On Thu, Feb 13, 2020 at 4:46 PM Jason Anderson <[email protected]>
wrote:

> Hi Aakash,
>
> You could look at the named servers[1] feature for this. It allows you to
> allow users to spawn multiple Jupyter server containers assigned to them. A
> solution for your use case would probably require some additional
> functionality built in to JupyterHub. We have explored something similar in
> a three-part solution.
>
> Part 1: use the pre_spawn_hook[2] functionality of the spawner to adjust
> spawn configurations based on something on the request.
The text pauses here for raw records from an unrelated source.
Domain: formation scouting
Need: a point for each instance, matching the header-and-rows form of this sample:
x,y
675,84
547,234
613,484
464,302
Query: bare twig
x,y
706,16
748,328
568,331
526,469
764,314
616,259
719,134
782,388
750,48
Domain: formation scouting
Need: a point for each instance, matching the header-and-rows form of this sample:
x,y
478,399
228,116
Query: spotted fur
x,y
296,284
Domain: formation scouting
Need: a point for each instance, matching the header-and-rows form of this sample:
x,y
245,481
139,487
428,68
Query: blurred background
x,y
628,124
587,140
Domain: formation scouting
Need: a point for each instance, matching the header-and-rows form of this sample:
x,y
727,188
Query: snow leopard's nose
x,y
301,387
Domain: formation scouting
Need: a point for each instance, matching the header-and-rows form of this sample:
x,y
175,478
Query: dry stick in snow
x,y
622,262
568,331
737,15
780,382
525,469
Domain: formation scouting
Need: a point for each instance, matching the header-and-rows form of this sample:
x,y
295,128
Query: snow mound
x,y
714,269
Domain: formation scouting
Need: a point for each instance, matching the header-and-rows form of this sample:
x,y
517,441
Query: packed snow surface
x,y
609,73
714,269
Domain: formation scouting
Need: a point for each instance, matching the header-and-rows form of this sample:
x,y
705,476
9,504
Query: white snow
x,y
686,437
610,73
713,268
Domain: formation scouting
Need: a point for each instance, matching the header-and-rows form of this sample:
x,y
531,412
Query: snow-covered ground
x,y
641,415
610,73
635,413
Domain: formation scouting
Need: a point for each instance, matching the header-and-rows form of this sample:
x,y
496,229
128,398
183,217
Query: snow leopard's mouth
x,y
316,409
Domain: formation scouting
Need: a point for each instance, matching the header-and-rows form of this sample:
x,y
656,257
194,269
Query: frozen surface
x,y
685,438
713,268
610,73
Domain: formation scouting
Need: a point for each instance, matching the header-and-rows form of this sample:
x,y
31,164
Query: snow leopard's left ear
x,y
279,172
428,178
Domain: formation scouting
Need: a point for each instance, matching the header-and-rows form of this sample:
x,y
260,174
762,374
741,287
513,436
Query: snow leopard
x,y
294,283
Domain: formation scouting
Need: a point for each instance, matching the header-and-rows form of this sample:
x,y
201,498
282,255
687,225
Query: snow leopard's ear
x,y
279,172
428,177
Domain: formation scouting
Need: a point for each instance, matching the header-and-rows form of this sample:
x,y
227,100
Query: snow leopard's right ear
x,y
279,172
In our case, we
> inspected the request query string for some special arguments. In your
> case, those arguments could contain the location of the Notebook and/or
> perhaps the package requirements definition. This information can be passed
> to the spawner as environment variables; other ways of passing the
> information may be possible.
>
> Part 2: extend a default JupyterLab docker container with a custom start
> script that checks those environment variables. Maybe it checks out the
> Notebook remotely and pip installs the required packages. I am not aware of
> a pre-built solution for this; repo2docker has the ability to do it but
> last time I looked, it's not possible to extract just the logic that scans
> for requirements.txt files and installs them; it can only output new
> Dockerfiles. Still a good place to steal from ;). Once the packages are
> installed, you call the original JupyterLab start script.
>
> Part 3 (optional): register a custom handler (via extra_handlers[3]) in
> JupyterHub if you want to make it easier to direct the user to your spawn
> URL. In Part 1, your spawn url would have to look something like
> /spawn/{user_name}/{server_name}?notebook_url={notebook}. The server_name
> would be auto-generated as each server must have a unique name. We used
> some hash of the input params. It's probably also to encode the input
> params (like your notebook name) directly as the server name.
>
> Hope this gives you some ideas,
> /Jason
>
> [1]:
> https://jupyterhub.readthedocs.io/en/stable/reference/rest.html#enabling-users-to-spawn-multiple-named-servers-via-the-api
> [2]:
> https://jupyterhub.readthedocs.io/en/stable/api/spawner.html#jupyterhub.spawner.Spawner.pre_spawn_hook
> [3]:
> https://jupyterhub.readthedocs.io/en/stable/api/app.html#jupyterhub.app.JupyterHub.extra_handlers
>
> On 2/13/20 7:28 AM, Aakash Sharma wrote:
>
> Hi I understand jupyterhub has a docker spawner that will give a container 
> per user and isolate so users do not interfere their work. But if we wish to 
> have a kaggle kernel like feature that for each notebook we spawn a container 
> import required packages library build the environment and assign to user. 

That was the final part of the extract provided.